L’analyse littéraire donne ici ses meilleurs fruits : elle examine avec lucidité et audace la relation entre la fiction et un domaine intensément patrouillé par la science moderne, celui de la génétique. Dans cet esprit, elle cite à la barre une brochette de romanciers que préoccupe, consciemment ou non, l’intrusion du gène dans l’évolution et les soucis humains. Les vieux litiges opposant l’inné et l’acquis, l’hérédité et la liberté, refont surface, mais reconfigurés par la biologie contemporaine. Dès lors, le questionnement d’hier retire ses billes : désormais, il s’agit moins de débattre du déterminisme (même à la Zola) que d’imaginer l’être humain accédant aux possibilités de la génétique. Est-il promis au mieux-être ? Sera-t-il soulagé de tares physiques amovibles ? Ses clones seront-ils des entrepôts de pièces de rechange ? Avec élégance et clarté, servi par une culture qui puise à mille sources, Jean-François Chassay propose une réflexion dérangeante et nuancée : elle accueille l’exploration sans pour autant brader l’exigence du sens. Tout cela en regardant « ce que les textes révèlent du pouvoir de la génétique dans l’imaginaire, depuis la fin du dix-neuvième siècle ».

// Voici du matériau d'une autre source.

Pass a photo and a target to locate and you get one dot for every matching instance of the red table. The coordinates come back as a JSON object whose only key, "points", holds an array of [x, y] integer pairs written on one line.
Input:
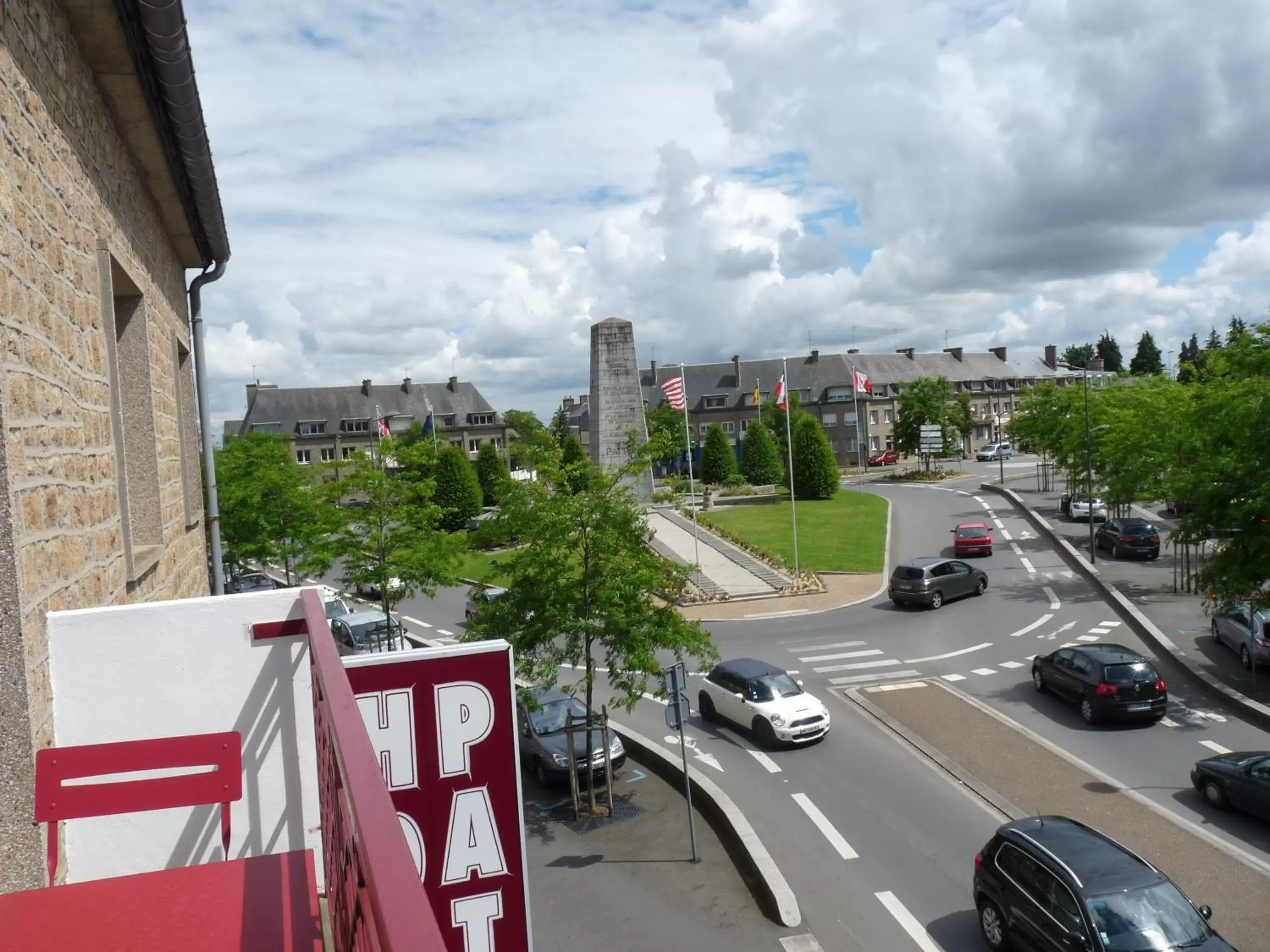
{"points": [[265, 904]]}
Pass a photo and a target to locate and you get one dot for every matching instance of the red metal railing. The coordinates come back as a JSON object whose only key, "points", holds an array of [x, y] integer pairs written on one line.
{"points": [[376, 898]]}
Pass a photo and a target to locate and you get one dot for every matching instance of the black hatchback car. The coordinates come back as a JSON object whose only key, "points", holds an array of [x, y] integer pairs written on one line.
{"points": [[1122, 537], [934, 581], [1049, 884], [1107, 681]]}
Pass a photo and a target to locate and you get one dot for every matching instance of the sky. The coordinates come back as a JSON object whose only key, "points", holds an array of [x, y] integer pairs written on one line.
{"points": [[417, 188]]}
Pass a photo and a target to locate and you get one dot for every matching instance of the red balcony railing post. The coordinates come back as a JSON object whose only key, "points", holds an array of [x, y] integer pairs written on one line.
{"points": [[376, 898]]}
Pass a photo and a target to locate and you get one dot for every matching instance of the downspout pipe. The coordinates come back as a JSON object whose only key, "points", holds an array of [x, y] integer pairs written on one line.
{"points": [[205, 422]]}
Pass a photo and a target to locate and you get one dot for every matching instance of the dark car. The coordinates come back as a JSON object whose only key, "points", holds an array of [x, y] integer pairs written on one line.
{"points": [[1122, 537], [1049, 884], [934, 581], [1107, 681], [1240, 780], [545, 743]]}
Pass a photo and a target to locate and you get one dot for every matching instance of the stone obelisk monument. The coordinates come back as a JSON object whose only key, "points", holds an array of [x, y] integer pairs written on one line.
{"points": [[616, 400]]}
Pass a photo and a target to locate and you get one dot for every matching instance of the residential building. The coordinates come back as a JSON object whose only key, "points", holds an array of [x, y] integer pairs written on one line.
{"points": [[328, 424], [108, 196], [724, 393]]}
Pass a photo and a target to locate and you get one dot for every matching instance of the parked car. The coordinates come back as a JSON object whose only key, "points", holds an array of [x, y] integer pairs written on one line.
{"points": [[1245, 631], [765, 700], [1122, 537], [1240, 780], [1105, 681], [934, 581], [972, 537], [1048, 883], [366, 633], [545, 744], [254, 582], [1084, 507]]}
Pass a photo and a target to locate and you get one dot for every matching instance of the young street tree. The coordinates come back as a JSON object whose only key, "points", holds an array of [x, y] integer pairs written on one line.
{"points": [[718, 459], [587, 591]]}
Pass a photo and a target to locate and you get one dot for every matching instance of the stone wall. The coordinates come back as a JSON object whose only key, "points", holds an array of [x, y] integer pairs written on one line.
{"points": [[69, 188]]}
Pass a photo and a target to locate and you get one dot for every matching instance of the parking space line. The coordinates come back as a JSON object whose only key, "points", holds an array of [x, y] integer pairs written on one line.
{"points": [[822, 822], [769, 765], [908, 923]]}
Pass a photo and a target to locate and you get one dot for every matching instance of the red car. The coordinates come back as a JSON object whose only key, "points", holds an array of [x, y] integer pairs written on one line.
{"points": [[972, 539]]}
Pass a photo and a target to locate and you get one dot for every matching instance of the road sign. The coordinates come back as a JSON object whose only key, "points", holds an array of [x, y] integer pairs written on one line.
{"points": [[677, 713]]}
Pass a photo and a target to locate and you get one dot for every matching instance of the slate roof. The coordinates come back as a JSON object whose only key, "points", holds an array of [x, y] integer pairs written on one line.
{"points": [[835, 371], [290, 405]]}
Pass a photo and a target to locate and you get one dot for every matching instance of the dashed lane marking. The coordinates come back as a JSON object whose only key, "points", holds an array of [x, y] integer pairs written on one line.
{"points": [[949, 654], [836, 839]]}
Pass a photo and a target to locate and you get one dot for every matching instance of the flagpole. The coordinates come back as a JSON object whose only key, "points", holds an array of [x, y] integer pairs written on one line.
{"points": [[789, 442]]}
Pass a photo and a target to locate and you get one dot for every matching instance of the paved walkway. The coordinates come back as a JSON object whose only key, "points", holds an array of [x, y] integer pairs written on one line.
{"points": [[714, 565]]}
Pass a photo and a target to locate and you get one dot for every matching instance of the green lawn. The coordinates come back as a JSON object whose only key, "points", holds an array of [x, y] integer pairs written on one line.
{"points": [[846, 534]]}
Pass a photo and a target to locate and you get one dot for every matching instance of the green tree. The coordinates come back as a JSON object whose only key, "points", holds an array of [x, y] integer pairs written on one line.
{"points": [[458, 489], [270, 508], [394, 535], [816, 473], [587, 591], [760, 459], [491, 473], [1077, 356], [718, 457], [1146, 361], [1110, 353]]}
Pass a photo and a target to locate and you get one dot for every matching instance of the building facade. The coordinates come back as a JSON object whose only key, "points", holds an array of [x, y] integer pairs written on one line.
{"points": [[107, 197], [724, 393], [328, 424]]}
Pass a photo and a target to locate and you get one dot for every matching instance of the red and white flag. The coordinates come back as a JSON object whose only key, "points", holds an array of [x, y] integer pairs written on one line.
{"points": [[674, 390]]}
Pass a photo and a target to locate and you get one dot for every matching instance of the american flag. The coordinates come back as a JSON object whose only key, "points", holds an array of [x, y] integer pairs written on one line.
{"points": [[674, 390]]}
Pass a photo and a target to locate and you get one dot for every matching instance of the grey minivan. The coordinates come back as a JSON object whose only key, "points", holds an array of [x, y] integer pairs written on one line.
{"points": [[934, 581], [545, 746]]}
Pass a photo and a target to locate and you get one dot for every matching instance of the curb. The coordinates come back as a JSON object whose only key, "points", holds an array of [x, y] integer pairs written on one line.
{"points": [[1245, 707], [971, 782], [751, 857]]}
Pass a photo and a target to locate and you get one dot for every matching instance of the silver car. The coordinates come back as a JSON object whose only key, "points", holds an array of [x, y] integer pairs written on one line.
{"points": [[1245, 631]]}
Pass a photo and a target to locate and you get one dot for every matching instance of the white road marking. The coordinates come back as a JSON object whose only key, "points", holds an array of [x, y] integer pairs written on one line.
{"points": [[949, 654], [839, 657], [856, 666], [823, 824], [1034, 625], [769, 765], [801, 944], [821, 648], [861, 678], [908, 923]]}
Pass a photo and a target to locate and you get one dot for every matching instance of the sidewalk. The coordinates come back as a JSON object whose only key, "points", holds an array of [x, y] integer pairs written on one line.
{"points": [[1151, 587]]}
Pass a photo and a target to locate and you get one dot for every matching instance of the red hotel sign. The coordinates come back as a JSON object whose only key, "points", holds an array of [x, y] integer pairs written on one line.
{"points": [[444, 725]]}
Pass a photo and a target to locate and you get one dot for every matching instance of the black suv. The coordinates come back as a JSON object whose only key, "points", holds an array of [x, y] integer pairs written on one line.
{"points": [[1107, 681], [1122, 537], [1049, 884]]}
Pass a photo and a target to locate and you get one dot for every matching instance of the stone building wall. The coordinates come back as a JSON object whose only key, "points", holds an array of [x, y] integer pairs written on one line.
{"points": [[72, 200]]}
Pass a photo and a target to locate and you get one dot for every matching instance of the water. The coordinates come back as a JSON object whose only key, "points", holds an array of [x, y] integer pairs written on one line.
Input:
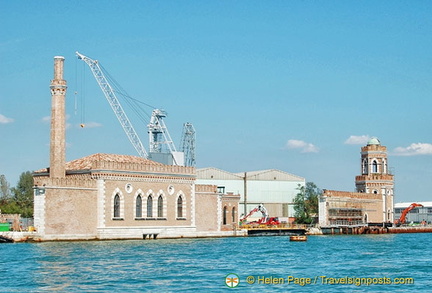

La première étape ressuscite les discours souvent déconcertants de sommités défuntes : d’Alexis Carrel à Paul Bourget, d’André Gide à Francis Galton, des jugements aujourd’hui inimaginables tombent dru. L’eugénisme, bien ou mal circonscrit, plaît à beaucoup ; les classes sociales sont inoxydables ; pauvreté et maladie réclament l’amputation plutôt que la prophylaxie… Chassay nous interdit pourtant de pontifier : que penseront nos descendants en apprenant que nous avons résisté, par ignorance ou pusillanimité, à telle proposition de la science ? Le critique ne verse pas du coup dans la naïveté : la science mérite place au soleil et ouverture d’esprit, mais sachons-la capable de dérives et vulnérable aux gourmandises.
Divers ouvrages prennent sous cet éclairage un relief saisissant. Kenzaburō Ōé, Kurt Vonnegut, Frank Herbert, Paul Bourget et consorts font l’objet d’une relecture qui creuse et élargit la portée de fictions déjà nourrissantes. D’autres, comme Kazuo Ishiguro, écrivent face à aujourd’hui : ainsi surgit le témoignage d’une clone forcément satellisée par une autre existence. Siri Hustvedt, dont on admirait déjà (Les mystères du rectangle, Actes Sud) l’art de trouver dans la peinture plus que la peinture, demande à pas mesurés quelle ligne de démarcation existe entre la folie et les étrangetés de l’artiste. Preuve est ainsi offerte que « les voies qu’emprunte la fiction pour examiner l’histoire de l’évolution et la présence de Darwin sont nombreuses ». Et que la fiction, cette caractéristique humaine de raconter des histoires, peut et doit s’intéresser à tout ce que conquiert la science. Travail pénétrant et socialement indispensable.